Q: Our son just turned 5 and is a really good kid except that he won't sit still. It's driving me nuts. When he talks to you, he is constantly moving. When he sits down to watch a movie, he is in constant motion. When we have company, it gets worse because he becomes so excited. Nonetheless, when he's at preschool or he and I are playing a game or focused together on a single activity, he sits still. How do I get him to slow down?
If 50 years ago a mother had sought advice concerning this problem from an older woman, the latter would have simply said, "He's just a boy."
The bottom line is that your son is otherwise a "really good kid" who is able to sit still and focus when he's at school and when the two of you are doing something together.

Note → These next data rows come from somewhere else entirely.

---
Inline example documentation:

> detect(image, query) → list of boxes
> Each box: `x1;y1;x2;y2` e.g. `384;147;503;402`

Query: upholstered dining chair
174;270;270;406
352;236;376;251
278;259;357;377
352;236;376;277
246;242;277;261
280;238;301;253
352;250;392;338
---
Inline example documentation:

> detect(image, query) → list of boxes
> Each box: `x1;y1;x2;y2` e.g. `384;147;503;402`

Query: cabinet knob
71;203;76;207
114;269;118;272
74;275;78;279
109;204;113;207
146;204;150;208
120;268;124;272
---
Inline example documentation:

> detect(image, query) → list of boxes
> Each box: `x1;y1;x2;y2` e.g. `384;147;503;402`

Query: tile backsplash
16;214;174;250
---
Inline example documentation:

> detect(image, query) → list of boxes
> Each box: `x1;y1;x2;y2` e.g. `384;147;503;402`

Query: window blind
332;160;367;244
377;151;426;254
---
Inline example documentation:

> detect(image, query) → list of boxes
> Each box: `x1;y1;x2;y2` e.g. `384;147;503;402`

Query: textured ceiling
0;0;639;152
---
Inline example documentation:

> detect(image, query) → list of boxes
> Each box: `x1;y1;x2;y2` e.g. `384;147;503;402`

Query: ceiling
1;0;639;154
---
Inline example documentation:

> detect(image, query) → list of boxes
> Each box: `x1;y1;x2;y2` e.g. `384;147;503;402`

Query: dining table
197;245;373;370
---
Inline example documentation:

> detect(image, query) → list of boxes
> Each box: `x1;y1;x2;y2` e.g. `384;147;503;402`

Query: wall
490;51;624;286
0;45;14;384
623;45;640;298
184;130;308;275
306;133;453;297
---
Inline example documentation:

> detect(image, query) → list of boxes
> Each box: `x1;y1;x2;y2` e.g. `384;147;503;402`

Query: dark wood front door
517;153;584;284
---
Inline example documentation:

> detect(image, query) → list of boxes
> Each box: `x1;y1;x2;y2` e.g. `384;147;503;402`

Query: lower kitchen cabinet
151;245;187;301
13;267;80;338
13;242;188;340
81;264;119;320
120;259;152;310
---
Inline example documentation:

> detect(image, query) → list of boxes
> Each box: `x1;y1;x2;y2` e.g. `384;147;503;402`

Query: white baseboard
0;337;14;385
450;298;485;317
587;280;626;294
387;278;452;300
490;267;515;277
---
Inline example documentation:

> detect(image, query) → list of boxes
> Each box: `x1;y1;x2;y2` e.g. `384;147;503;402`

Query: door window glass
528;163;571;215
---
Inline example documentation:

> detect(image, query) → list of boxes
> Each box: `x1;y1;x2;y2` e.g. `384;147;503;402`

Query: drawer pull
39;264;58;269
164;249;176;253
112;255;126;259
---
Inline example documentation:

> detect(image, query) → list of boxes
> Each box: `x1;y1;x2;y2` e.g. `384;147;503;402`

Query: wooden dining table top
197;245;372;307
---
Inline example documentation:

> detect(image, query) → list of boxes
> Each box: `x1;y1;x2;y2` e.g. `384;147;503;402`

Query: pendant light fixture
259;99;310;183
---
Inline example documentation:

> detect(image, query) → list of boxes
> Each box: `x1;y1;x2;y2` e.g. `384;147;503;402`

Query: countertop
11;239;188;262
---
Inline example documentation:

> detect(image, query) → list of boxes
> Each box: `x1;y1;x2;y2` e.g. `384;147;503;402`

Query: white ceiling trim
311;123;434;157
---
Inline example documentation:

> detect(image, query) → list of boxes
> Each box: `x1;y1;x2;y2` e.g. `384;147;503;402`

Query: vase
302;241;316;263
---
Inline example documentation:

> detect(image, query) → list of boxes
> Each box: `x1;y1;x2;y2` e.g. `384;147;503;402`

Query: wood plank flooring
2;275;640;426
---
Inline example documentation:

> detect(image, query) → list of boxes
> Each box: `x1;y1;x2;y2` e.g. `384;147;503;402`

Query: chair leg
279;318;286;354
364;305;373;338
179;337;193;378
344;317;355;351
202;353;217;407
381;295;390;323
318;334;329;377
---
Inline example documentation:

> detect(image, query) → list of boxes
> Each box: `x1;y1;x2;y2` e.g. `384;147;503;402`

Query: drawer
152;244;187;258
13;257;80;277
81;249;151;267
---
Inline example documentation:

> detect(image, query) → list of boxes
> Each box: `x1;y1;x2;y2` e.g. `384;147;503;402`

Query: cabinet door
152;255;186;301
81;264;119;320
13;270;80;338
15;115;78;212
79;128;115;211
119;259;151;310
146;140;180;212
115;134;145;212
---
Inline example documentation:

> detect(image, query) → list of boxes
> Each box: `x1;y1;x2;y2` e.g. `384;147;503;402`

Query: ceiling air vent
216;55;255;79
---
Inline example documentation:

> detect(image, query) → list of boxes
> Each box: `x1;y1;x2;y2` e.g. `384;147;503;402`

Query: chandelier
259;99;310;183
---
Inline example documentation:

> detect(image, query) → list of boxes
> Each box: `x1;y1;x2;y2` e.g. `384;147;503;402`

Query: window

He obviously has a pressing need to be active or actively absorbed in a task, a need that watching television doesn't come close to satisfying. The fact that he can sit still selectively means "he's just a boy." In light of the fact that this is the biggest problem you're dealing with, I encourage you to count your blessings and overlook his squirming. When you are unable to overlook it, tell him the truth: His inability to sit still is really bugging you.
Just say, calmly but with conviction, "You're really bugging me. If you can't sit still to watch this movie (or whatever), then I need you to go to your room and find something to do to calm yourself down."
Before company comes over, tell him that he is welcome to be a part of the group as long as he can control his movement level. As soon as it becomes obvious that he's unable to do so, don't threaten or reprimand him. Rather, at the very first sign, take him aside and tell him that he has to go to his room until the company leaves. You're under no obligation to be a witness or host to his episodes. On the other hand, there's probably not much you can do to "cure" him.
The good news is that most boys eventually outgrow it, or at least find outlets. In my case, for instance, learning to type helped a lot.